Okay, so the title is a tad too confrontational, but if it’s not then you won’t actually open the post and read it.
It’s no secret that there’s a ‘crisis in clergy health’ as Amy Frykholm writes in a Christian Century piece, Fit for Ministry.
I’ve seen the statistics, showing the pastors’ health is right up there- or right down there- with professions like prison guards. Clergy ‘self care’ has been a denominational mantra at least since I entered the ordination process, and because clergy’s poor health impacts local churches, in that they must kick in more money for their pastors’ insurance, it seems an appropriate issue for denominational folks to tackle.
But here’s my beef. Amy Frykholm writes:
Being a pastor is bad for your health. Pastors have little time for exercise. They often eat meals in the car or at potluck dinners not known for their fresh green salads. The demands on their time are unpredictable and never ending, and their days involve an enormous amount of emotional investment and energy. Family time is intruded upon. When a pastor announces a vacation, the congregation frowns. Pastors tend to move too frequently to maintain relationships with doctors who might hold them accountable for their health. The profession discourages them from making close friends. All of this translates, studies show, into clergy having higher than normal rates of obesity, arthritis, depression, heart problems, high blood pressure, diabetes and stress.
There is this mythology among clergy, at least in United Methodism, that being a pastor is somehow the most demanding job in the world, a vocation that leaves pastors with little time for friends, family, recreation or exercise.
Pastors have bad health because they’re always running from meeting to meeting or from hospital to hospital, the mythology goes. Congregations only begrudgingly let their pastors take vacations. Church potlucks serve up bad food. Pastors can’t be friends with their parishioners and so on.
Not only is this mythology just that, false (and it’s oblivious to just how difficult other people’s vocations are too); it also points to a larger issue of which clergy health is only a symptom.
It’s true ministry is a unique vocation with peculiar demands on a pastor’s time, choices and family but it’s not one that demands a poor quality of life. Pastor’s schedules are flexible- that’s one of the aspects I love about it.
By and large we control our time and that means we can control it badly too.
I remember as a chaplain at UVA Hospital, seeing pastor after pastor sitting all day with families from their church when the situation was not critical. I’m sure those gestures were appreciated. Were they a good use of those pastors’ professional and personal time? Not at all.
I’ve served as the solo pastor of a small, under 50 folks on Sunday, church in Jersey, as the pastor of a church that had 120 on Sunday and for the last 7 years as the associate pastor of a large church. I work hard, do a good job and am appreciated by most in my congregation.

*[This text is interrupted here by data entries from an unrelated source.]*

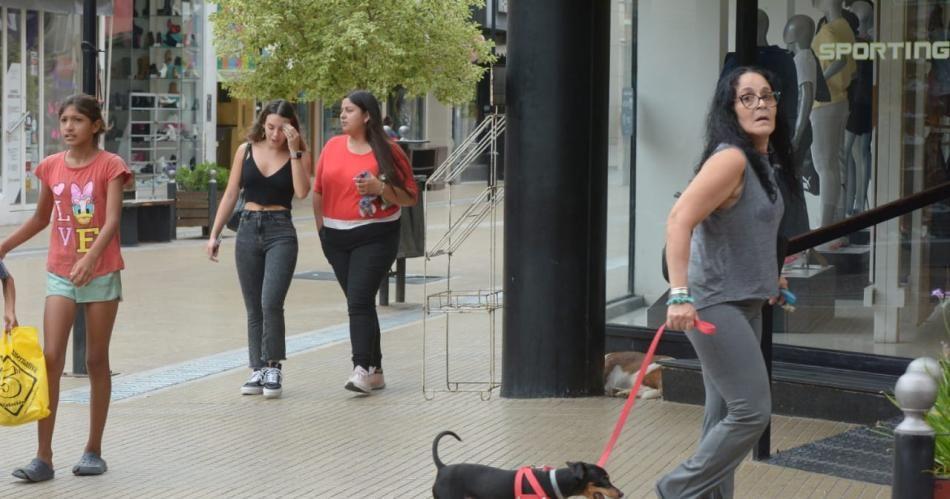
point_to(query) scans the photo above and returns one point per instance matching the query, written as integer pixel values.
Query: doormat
(317, 275)
(865, 453)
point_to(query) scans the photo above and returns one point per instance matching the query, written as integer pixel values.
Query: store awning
(103, 7)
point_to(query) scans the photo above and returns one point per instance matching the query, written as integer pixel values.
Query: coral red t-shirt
(335, 170)
(79, 210)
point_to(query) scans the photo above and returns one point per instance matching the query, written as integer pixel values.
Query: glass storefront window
(619, 153)
(156, 111)
(866, 88)
(62, 60)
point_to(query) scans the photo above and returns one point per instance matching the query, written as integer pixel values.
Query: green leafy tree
(322, 49)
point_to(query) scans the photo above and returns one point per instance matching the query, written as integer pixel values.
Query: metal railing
(829, 233)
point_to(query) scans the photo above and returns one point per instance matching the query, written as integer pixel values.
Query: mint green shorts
(102, 288)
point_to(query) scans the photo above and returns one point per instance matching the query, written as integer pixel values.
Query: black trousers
(360, 258)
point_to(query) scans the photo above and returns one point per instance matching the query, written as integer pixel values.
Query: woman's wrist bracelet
(679, 300)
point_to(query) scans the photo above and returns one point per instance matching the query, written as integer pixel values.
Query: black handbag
(234, 221)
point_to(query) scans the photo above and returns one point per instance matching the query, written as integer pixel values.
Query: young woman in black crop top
(271, 168)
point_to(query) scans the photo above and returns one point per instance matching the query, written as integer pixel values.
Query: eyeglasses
(751, 101)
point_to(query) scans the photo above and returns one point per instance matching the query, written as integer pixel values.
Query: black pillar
(555, 200)
(89, 20)
(747, 15)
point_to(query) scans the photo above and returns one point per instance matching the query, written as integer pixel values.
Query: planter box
(192, 208)
(942, 488)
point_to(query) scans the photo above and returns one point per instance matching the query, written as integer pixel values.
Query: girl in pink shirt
(82, 195)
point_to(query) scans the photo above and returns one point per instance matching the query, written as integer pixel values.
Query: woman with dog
(722, 258)
(362, 180)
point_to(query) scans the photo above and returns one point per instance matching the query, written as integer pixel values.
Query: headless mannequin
(857, 140)
(798, 35)
(828, 120)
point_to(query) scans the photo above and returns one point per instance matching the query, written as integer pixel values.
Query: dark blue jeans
(266, 256)
(361, 257)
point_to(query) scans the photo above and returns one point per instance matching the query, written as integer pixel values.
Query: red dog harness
(526, 472)
(702, 326)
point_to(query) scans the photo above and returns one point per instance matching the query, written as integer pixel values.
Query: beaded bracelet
(679, 300)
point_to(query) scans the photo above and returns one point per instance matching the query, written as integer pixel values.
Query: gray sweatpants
(738, 402)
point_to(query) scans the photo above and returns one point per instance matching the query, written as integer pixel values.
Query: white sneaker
(359, 381)
(376, 380)
(271, 382)
(253, 385)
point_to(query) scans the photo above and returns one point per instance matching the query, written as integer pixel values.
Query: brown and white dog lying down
(620, 373)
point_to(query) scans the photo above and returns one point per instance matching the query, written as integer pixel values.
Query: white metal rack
(446, 304)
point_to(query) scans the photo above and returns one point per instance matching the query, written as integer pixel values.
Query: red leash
(703, 327)
(526, 472)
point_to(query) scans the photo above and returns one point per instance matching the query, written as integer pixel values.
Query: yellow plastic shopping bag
(24, 392)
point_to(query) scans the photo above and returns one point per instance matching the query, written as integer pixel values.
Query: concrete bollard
(916, 392)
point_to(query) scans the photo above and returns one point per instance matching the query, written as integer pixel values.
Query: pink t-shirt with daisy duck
(79, 210)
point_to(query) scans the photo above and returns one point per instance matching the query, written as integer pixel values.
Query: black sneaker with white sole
(271, 382)
(254, 384)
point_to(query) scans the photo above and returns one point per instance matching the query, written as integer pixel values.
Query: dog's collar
(554, 486)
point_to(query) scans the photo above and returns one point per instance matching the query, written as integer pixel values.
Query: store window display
(857, 136)
(828, 120)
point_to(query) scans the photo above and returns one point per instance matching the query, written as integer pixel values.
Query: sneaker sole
(353, 387)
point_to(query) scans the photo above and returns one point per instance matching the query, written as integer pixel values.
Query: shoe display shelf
(156, 84)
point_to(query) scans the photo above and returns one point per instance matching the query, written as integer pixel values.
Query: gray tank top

Of course there’s always the chaotic week but I’ve never not had time to cook a good meal at night, spend time with my kids and get in my daily jog. I’ve made friends, which I’ve continued to keep, in each place I’ve served (what kind of Christian witness do we offer as pastors if friendship is ruled out automatically as a component?).
And it’s not that I’m not busy. I’m busier now than I was in my previous two churches. We have 4 worship services every weekend. We have 120 kids in confirmation and Tribe Time, a 4th-5th grade youth program. We performed like 30 funerals this past year, and that’s hardly scratching the surface.
And here’s where it gets confusing for me.
The average United Methodist Church in the nation has less than 150 people on Sunday morning. That’s roughly the size of our youth group here at church. That’s not an enormous amount of people to lead.
That pastors’ health suffer because of the demands of leading that many people, I think, says a whole lot about the bad habits and bad expectations of churches and pastors who’ve been taught not to upset them.
If our youth director told me his health, eating habits, friendships and marriage were all suffering because of the time he was expected to spend with the youth, I’d say he was spending too much time with those youth. I’d say they either had unreasonable expectations on his time or he had an unhealthy need to be needed and present in every moment of their lives. I’d say it sounded like he had a codependent relationship with the youth. I’d say that by doing so many things with the youth- by making every thing important- nothing was important, making it impossible for him to lead them anywhere new.
Have you ever taken a look at the job description for United Methodist clergy? It’s ridiculous. It’s longer than my sermon on Sunday. By making everything important, the United Methodist Book of Discipline effectively makes nothing important. Churches have suffered because of it and now, it seems, so has pastors’ health.
It’s great that denominational folks are taking measures to improve clergy health, but I’m skeptical they’ll help apart from those same denominational folks taking steps to create healthier expectations in congregations and empowering pastors to lead.